This responds to your request for the Department of Labor's (the Department) views on whether a series of target date funds (Funds) could serve as "qualified default investment alternatives" within the meaning 29 CFR § 2550.404c-5 (the QDIA regulation), in light of the Funds' investments in unallocated deferred annuity contracts, described in Internal Revenue Service (IRS) Notice 2014-66 (the Notice). You also ask whether, and to what extent, the Department's "annuity selection safe harbor," 29 CFR § 2550.404a-4, is available in connection with the selection of the unallocated deferred annuity contracts as investments of the Funds. You indicate that plan sponsors have raised these questions with the Department of the Treasury.

The Notice describes a profit-sharing plan (the Plan) qualified under section 401(a) of the Internal Revenue Code (Code). Participants in the Plan can commence distribution at age 65, the normal retirement age under the Plan, or upon severance from employment. The Plan provides for the allocation of investment responsibilities to participants and beneficiaries. The Plan offers an array of designated investment alternatives, including the Funds. The Funds are designed to provide varying degrees of long term appreciation and capital preservation through a mix of equity and fixed income exposures based on generally accepted investment theories. The Funds' asset mix is designed to change over time, becoming more conservative through a gradual reduction in the allocation to equity investments and a gradual increase in the allocation to fixed income investments as the participants in each Fund become older.

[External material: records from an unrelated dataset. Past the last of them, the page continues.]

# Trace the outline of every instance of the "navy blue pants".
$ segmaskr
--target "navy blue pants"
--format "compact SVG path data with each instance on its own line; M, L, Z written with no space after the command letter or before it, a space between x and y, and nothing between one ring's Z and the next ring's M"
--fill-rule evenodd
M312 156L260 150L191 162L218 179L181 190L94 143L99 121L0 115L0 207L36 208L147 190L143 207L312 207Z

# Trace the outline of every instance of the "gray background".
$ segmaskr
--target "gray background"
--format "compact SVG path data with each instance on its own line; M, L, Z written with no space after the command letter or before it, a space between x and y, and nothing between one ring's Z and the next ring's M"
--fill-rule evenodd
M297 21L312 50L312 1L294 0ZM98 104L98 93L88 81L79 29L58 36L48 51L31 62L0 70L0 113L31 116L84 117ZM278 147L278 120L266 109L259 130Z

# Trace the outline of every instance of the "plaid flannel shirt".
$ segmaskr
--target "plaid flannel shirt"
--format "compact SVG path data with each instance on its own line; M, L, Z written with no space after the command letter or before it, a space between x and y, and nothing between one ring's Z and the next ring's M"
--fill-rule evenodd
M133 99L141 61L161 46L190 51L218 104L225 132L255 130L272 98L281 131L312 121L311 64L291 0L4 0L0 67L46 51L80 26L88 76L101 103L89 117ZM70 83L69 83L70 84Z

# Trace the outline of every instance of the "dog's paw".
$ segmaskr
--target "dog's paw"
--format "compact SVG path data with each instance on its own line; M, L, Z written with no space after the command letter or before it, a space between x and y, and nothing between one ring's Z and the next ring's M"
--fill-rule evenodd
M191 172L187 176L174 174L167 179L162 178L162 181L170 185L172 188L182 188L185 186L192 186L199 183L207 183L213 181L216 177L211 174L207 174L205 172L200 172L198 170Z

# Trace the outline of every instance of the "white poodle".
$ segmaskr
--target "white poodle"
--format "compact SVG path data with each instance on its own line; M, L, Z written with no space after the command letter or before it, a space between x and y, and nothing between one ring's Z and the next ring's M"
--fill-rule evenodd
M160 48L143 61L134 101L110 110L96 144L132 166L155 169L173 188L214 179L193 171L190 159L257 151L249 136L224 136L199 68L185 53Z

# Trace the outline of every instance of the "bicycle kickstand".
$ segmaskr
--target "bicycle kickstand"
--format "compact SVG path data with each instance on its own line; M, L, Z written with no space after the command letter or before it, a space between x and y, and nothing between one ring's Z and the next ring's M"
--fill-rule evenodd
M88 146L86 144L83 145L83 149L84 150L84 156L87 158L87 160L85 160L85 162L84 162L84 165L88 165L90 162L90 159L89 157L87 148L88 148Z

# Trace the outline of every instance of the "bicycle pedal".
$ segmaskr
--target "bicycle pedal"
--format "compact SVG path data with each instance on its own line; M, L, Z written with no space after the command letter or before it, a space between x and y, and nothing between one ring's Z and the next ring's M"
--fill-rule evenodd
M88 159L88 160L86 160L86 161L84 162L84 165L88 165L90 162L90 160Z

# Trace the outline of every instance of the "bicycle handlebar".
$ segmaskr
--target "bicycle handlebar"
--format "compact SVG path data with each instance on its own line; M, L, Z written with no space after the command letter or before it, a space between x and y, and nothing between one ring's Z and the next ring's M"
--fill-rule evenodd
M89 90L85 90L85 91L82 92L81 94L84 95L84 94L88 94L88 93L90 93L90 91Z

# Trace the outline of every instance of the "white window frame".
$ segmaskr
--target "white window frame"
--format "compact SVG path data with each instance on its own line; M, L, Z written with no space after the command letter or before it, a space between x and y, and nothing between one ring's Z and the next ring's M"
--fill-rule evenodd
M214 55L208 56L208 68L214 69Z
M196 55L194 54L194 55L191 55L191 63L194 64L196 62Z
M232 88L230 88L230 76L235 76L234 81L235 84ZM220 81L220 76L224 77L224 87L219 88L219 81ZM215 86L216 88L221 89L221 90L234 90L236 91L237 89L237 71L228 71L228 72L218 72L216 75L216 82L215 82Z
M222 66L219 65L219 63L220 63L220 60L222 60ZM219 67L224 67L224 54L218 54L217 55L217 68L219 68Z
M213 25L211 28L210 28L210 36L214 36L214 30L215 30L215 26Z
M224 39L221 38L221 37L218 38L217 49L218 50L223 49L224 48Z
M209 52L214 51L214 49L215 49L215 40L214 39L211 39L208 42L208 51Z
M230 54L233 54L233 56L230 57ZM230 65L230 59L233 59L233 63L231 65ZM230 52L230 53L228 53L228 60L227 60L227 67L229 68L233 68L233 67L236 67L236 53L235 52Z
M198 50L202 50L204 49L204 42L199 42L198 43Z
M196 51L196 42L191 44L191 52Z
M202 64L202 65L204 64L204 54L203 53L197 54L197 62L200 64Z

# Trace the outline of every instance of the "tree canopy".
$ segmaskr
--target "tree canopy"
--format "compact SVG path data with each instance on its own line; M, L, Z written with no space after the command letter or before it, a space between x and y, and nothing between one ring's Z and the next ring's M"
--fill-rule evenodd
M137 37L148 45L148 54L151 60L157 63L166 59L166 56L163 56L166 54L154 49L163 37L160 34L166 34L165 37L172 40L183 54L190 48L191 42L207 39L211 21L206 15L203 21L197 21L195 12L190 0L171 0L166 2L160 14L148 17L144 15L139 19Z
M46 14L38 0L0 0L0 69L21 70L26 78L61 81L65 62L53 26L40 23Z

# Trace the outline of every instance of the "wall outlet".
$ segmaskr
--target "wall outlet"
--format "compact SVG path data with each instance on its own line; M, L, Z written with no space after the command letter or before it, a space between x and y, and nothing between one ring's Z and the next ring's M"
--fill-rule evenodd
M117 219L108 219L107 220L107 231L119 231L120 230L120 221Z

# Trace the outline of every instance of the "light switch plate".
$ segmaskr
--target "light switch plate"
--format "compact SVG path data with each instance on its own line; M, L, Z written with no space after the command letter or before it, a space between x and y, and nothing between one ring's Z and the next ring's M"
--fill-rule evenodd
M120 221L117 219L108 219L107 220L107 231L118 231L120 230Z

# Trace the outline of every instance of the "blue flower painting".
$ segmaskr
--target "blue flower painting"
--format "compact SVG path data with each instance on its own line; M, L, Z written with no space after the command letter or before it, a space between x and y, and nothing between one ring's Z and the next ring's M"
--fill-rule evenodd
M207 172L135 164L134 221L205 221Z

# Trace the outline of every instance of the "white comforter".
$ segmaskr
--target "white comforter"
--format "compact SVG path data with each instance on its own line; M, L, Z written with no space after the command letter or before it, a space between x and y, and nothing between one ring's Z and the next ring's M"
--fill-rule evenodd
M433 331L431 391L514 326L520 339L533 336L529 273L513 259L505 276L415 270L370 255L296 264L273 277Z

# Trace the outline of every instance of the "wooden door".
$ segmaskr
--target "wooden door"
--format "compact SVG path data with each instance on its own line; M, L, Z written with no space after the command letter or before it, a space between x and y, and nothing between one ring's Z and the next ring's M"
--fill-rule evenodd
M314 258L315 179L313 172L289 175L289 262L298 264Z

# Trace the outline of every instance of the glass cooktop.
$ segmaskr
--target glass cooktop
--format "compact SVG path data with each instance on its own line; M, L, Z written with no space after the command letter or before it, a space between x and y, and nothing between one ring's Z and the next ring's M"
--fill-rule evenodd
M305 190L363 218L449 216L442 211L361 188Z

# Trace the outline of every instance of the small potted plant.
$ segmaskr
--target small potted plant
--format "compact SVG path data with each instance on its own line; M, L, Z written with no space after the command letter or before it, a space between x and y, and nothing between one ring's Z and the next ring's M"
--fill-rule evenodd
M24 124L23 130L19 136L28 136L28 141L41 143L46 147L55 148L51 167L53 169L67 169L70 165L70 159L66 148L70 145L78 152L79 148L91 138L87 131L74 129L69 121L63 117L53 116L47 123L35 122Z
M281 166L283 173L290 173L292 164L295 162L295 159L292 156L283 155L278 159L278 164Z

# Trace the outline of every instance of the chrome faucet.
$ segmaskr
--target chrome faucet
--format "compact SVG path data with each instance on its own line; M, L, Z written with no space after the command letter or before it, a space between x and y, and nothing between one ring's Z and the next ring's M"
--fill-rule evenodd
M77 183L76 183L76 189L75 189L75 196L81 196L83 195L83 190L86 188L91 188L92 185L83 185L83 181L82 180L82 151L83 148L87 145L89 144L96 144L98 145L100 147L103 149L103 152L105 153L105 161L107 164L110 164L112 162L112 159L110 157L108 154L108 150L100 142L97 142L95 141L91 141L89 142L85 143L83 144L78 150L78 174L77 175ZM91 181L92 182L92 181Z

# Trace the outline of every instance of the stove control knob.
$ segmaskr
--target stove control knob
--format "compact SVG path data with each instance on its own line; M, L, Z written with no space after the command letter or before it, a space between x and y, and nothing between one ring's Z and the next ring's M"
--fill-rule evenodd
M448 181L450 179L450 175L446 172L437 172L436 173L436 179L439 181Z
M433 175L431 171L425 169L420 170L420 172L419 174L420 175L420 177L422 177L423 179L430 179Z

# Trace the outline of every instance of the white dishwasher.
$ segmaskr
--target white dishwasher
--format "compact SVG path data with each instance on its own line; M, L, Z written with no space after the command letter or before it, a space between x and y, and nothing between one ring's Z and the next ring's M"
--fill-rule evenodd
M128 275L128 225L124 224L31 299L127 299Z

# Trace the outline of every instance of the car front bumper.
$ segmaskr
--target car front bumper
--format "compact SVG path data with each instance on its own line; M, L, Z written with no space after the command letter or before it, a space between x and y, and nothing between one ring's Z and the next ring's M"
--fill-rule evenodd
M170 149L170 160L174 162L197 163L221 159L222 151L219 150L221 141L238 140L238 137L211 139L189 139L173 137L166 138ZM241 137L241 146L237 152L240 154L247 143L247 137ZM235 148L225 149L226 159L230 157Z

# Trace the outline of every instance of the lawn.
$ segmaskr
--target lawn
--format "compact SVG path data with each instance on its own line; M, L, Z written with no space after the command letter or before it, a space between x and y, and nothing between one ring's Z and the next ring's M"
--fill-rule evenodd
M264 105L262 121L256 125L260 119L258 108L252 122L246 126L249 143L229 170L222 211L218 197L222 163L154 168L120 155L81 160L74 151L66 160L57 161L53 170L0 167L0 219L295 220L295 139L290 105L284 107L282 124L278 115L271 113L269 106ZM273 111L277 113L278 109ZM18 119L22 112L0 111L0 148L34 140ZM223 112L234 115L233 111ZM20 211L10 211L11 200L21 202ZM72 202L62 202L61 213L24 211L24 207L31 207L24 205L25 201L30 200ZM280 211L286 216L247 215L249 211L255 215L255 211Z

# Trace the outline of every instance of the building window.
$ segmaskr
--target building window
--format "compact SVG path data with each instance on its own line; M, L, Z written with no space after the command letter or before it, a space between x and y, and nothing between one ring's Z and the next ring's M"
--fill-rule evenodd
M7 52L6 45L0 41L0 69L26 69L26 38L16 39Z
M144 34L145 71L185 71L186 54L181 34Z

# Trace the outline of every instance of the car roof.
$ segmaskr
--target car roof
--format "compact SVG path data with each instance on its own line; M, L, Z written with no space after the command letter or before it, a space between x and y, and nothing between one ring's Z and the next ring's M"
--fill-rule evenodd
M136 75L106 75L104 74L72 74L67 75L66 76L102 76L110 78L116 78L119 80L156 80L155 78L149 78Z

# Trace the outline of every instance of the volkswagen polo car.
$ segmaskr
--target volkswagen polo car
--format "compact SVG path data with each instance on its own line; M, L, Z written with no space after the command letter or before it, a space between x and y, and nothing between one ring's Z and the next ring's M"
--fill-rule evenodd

The intent of the plan sponsor is to satisfy the conditions of the QDIA regulation. Thus, for example, participants may transfer their holdings, in whole or in part, from the Funds to other investment alternatives available under the Plan on at least a quarterly basis. The Funds do not impose any fees or restrictions on the ability of a participant to transfer his or her holdings, in whole or in part, to other investments available under the Plan, or to make withdrawals pursuant to section 414(w)(2)(B) of the Code, during the 90-day period beginning with the initial investment of a participant's assets in the Fund. Following the end of this 90-day period, the Funds do not have any transfer or withdrawal restrictions or fees that differ depending on whether the particular participants affirmatively selected the Funds, rather than having been defaulted into the Funds.

Each Fund within the series is available only to participants who will attain normal retirement age within a limited number of years around the Fund's target date.(1) Each Fund available to participants age 55 or older holds unallocated deferred annuity contracts, which constitute a portion of the Fund's fixed income investments. Funds with such annuities normally do not permit participants whose ages fall outside the designated age band for the Fund to hold an interest in that Fund, because it is not actuarially reasonable for an insurer to offer a deferred annuity at a price that does not vary based on the age of the purchaser. As the age of the group of participants in such Fund increases, a larger portion of the assets in the Fund will be used to purchase unallocated deferred annuity contracts each year. Funds that are available to participants younger than age 55 do not include unallocated deferred annuity contracts. However, the series is designed so that as the asset allocation changes over time, each Fund will include unallocated deferred annuity contracts beginning when the participants in that Fund attain age 55.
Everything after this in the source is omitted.